Each day we would do a nail or two with lots of treats and happy talk. And end it at that, just a nail or two. From there we would build up to an entire paw. WooHoo!! We were almost home free at this point. Sure, it may have taken a month of what seemed like constant nail trimming, but this is a dog who needs her nails cut several times a month because they grow so fast.

It takes an initial investment in creating a nurturing, positive experience with stressful tasks. But, it’s well worth it when you think about it. Dogs will need their nails trimmed and bodies examined for the duration of their life. Wouldn’t it be much nicer if it was a pleasant experience for both you and your buddy?

Wednesday, January 4, 2012

January is Train Your Dog Month

The number one killer of dogs isn’t cancer or other diseases, it’s euthanasia in shelters. Most shelters won’t be filled with adorable eight week old puppies. Nope, they’ll have 9 – 18 month dogs who have either been turned in by their owners for behavioral issues or found on the streets because their owners dumped them there because of behavior issues (I have one of those!).

In recognition of the newly adopted dogs over the holidays and resolutions being made, January is the perfect time to get started training your dog. You may be thinking that your dog doesn’t need training; after all, you’re not competing or showing your dog. Not so fast. Take a look at the photo below.

Katja & Nikita with Santa, 2007

Were you able to capture your dogs for that holiday photo in just a few minutes OR without getting frustrated? At the time this photo was taken, we only had Katja and Nikita for 5 months. They didn’t start learning basic signals until we adopted them at the age of 15 months.

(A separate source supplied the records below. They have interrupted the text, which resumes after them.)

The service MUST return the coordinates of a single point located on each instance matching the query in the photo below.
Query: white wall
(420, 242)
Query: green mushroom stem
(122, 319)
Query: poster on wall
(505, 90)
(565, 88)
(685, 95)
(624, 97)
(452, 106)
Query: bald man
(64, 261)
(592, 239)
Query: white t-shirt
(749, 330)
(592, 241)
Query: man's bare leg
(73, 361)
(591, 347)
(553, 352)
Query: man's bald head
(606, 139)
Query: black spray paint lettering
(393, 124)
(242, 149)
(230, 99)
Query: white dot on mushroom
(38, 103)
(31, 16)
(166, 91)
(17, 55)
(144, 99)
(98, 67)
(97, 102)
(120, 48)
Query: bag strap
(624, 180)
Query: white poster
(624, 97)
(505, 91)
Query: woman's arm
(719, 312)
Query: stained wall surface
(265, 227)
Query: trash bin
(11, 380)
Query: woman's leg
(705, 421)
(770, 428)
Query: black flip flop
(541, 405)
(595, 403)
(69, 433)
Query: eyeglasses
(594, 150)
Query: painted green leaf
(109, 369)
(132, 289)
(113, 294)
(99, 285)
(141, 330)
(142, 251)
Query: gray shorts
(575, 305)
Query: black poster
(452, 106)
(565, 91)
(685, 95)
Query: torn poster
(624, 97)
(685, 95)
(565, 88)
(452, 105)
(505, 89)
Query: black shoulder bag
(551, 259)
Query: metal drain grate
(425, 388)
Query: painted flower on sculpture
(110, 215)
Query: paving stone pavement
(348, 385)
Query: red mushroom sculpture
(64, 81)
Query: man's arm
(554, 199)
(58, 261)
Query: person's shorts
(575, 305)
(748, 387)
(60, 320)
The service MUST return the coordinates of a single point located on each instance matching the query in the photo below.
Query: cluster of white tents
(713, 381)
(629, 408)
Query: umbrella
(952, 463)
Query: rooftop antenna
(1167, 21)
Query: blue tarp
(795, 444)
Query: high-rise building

A little background on Katja and Nikita
They were found living under a house. Best guess is they were around nine months at the time. The lady who found them, fostered them and insisted they be adopted together because of their strong bond with each other. Fast forward 6 months and here come two suckers (my husband and I) who were looking to adopt two adult dogs.

From day one, I worked with them on basic signals and a regular routine. We think they were adopted out at one point and returned. So, they had gone from who knows where, to the streets, to a home, another home, back to first home and finally to their forever home. I needed to quickly establish confidence and security in these two girls. What better way than teaching them stuff to do on cue in a safe rewarding environment?

Back to Santa Photo Shoot
So, when it came time for Santa pictures, all I had to do was tell Katja, Down --> Stay; and Nikita, Sit --> Stay. They knew what we wanted because I had been practicing (aka training!) the cues with them beforehand. We went behind the photographer. He clicked several pictures. And Bob’s your uncle! We were done in just a few minutes. Happy dogs, happy us and a very happy photographer!

The same couldn’t be said for the dogs before and after us.

So, I ask again…think you don’t need any dog training? 
How are you going to communicate to your furry companion what he should be doing (instead of focusing on what he shouldn’t be doing)?

By teaching your dog basic manners (e.g., sit, down, stay, come, leave it, let’s go), you will eliminate many behavioral issues. Because you are communicating what you want your dog to do, he’ll be less stressed and frustrated trying to figure out what you want him to do. Happy dogs, happy people!